Caleb e Camille Fang sono una coppia che negli anni Settanta ha scelto di fare della propria vita un’opera d’arte. I due non concepiscono azione che non sia artistica. In questo quadro i due figli, Annie e Baxter, definiti “bambino A” e “bambino B”, sono concepiti come mera appendice artistica. Le esibizioni dei Fang consistono essenzialmente nell’organizzare “scherzi” di varia natura in pubblico, filmando le reazioni dei presenti. Ad esibirsi sono tutti i membri della famiglia. Le loro creazioni scioccano il pubblico e deliziano gli appassionati d’arte, ma la passione ossessiva di Caleb verso il suo mestiere spinge i figli, una volta cresciuti, a prendere le distanze.

Annie e Baxter, ormai adulti vivono agli estremi opposti degli Stati Uniti, insabbiati in esistenze egualmente problematiche: Annie è divenuta una nota attrice, ma ha il vizio dell’alcool, e nell’ultimo periodo è finita sui principali tabloid più per scandali che altro; Baxter invece è uno scrittore caduto in disgrazia, vive in solitudine e non riesce a portare a compimento il suo romanzo. L’ennesimo lavoro “improvvisato” porterà Baxter in ospedale con un trauma cranico, così che lui ed Annie torneranno nella casa dei genitori per un periodo di riconciliazione e convalescenza. D’improvviso i figli assisteranno alla scomparsa di Caleb e Camille. Mentre la polizia li ritiene morti, vittime di un sanguinoso crimine, Annie è convinta che la scomparsa sia solo l’ennesima folle performance messa in atto dai due. La faticosa ricerca, condotta attraverso la ricostruzione dei tasselli delle loro esistenze, a partire dall’infanzia, apre uno spaccato crudele, ma a tratti quasi comico, di una coppia tanto squilibrata ed egoista da aver rasentato, in nome dell’arte, la totale distruzione dei figli. Questo cammino permetterà però ai due “ex bambini”di trovare se stessi.
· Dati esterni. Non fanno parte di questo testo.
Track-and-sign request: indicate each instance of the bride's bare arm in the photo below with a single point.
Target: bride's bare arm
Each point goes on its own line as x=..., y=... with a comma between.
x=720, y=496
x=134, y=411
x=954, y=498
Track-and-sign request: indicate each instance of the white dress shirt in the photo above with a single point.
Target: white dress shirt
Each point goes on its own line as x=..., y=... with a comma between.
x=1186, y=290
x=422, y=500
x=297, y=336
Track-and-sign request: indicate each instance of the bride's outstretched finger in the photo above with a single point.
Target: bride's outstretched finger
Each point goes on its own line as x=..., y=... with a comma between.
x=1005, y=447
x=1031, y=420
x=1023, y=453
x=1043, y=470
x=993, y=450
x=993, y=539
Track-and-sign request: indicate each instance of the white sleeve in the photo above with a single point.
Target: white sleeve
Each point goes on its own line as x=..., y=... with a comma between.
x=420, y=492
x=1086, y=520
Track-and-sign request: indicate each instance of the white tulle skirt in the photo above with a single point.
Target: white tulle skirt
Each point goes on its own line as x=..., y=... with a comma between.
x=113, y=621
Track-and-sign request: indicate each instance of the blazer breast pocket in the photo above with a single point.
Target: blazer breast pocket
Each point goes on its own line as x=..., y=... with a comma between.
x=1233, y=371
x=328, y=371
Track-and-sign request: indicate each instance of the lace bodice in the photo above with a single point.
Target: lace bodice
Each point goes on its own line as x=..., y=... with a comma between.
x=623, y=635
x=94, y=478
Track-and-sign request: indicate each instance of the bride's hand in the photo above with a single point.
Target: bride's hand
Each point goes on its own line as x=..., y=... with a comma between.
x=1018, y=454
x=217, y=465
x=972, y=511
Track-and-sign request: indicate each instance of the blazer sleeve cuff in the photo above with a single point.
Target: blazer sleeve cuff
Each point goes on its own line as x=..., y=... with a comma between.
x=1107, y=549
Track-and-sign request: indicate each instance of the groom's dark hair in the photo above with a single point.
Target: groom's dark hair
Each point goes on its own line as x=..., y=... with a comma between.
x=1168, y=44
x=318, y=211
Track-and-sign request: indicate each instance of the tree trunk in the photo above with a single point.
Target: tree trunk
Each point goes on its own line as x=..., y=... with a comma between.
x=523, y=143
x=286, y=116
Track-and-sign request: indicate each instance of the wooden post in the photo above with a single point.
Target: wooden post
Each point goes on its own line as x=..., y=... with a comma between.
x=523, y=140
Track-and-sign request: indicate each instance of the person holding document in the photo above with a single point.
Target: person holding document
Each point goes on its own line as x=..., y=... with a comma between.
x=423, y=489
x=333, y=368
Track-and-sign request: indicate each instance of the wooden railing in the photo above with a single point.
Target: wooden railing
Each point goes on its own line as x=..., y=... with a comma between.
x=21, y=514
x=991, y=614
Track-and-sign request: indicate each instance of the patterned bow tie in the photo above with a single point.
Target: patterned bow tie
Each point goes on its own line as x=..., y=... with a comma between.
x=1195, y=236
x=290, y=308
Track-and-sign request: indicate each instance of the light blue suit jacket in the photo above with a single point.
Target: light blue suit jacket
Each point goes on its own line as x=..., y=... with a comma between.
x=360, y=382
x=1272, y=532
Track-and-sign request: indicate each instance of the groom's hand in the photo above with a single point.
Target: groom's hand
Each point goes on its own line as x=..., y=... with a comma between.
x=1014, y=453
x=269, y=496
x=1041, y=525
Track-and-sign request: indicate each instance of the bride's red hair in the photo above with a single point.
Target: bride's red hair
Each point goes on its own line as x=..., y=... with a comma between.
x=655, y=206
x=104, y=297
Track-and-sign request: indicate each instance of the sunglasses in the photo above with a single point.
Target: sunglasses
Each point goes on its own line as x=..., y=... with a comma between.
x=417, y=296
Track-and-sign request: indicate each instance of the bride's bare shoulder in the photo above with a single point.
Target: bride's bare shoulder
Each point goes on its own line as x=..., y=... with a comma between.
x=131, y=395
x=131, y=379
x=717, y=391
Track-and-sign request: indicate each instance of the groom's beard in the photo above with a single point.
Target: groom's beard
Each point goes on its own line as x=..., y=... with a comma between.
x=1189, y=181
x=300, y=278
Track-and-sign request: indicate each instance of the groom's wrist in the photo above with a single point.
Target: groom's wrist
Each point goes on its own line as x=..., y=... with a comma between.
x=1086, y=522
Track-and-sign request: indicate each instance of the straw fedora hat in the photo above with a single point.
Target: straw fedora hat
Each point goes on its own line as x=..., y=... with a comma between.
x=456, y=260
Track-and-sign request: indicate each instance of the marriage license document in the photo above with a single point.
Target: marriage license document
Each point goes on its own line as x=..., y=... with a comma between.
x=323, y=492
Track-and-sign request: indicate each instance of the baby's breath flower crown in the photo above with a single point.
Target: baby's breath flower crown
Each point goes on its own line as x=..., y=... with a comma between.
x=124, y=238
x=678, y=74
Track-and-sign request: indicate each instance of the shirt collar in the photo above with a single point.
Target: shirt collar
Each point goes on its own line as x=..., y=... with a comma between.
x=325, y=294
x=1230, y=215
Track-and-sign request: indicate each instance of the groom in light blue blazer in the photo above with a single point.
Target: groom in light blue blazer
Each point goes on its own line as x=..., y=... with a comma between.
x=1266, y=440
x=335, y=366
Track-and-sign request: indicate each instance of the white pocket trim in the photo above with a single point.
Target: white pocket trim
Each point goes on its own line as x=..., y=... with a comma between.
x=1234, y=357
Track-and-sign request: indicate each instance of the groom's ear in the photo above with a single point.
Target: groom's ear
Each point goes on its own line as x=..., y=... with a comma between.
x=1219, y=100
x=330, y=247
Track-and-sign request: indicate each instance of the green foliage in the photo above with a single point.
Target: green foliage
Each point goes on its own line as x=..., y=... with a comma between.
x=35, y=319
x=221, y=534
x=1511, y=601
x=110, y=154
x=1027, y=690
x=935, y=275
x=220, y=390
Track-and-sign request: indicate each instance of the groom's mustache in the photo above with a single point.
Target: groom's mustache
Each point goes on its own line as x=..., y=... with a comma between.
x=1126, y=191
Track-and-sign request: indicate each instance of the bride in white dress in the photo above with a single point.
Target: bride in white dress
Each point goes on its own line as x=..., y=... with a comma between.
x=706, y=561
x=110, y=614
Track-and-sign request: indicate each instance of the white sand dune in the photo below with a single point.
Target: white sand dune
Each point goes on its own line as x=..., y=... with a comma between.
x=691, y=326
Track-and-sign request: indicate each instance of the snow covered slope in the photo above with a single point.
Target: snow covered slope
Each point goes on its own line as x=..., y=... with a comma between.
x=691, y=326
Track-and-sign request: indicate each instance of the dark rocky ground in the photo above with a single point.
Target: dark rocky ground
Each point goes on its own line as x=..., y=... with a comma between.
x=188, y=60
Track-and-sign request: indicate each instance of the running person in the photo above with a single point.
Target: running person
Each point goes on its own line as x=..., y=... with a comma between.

“Pensate che vi abbiamo danneggiato. Va bene. I miei genitori hanno danneggiato me, i suoi genitori hanno danneggiato lei. Se avrete bambini, li danneggerete. È quello che fanno i genitori. E allora?”. Queste parole, che Caleb recita nella parte finale del film, sintetizzano efficacemente il quadro di disordine, mancanza di stabilità e carenze affettive in cui Annie e Baxter sono cresciuti. Una riflessione amara e certamente provocatoria sul ruolo dell’artista, sulle sue ossessioni e sulla sua cieca volontà di sacrificare tutto e tutti, figli inclusi, sul “sacro” altare della sublimazione artistica.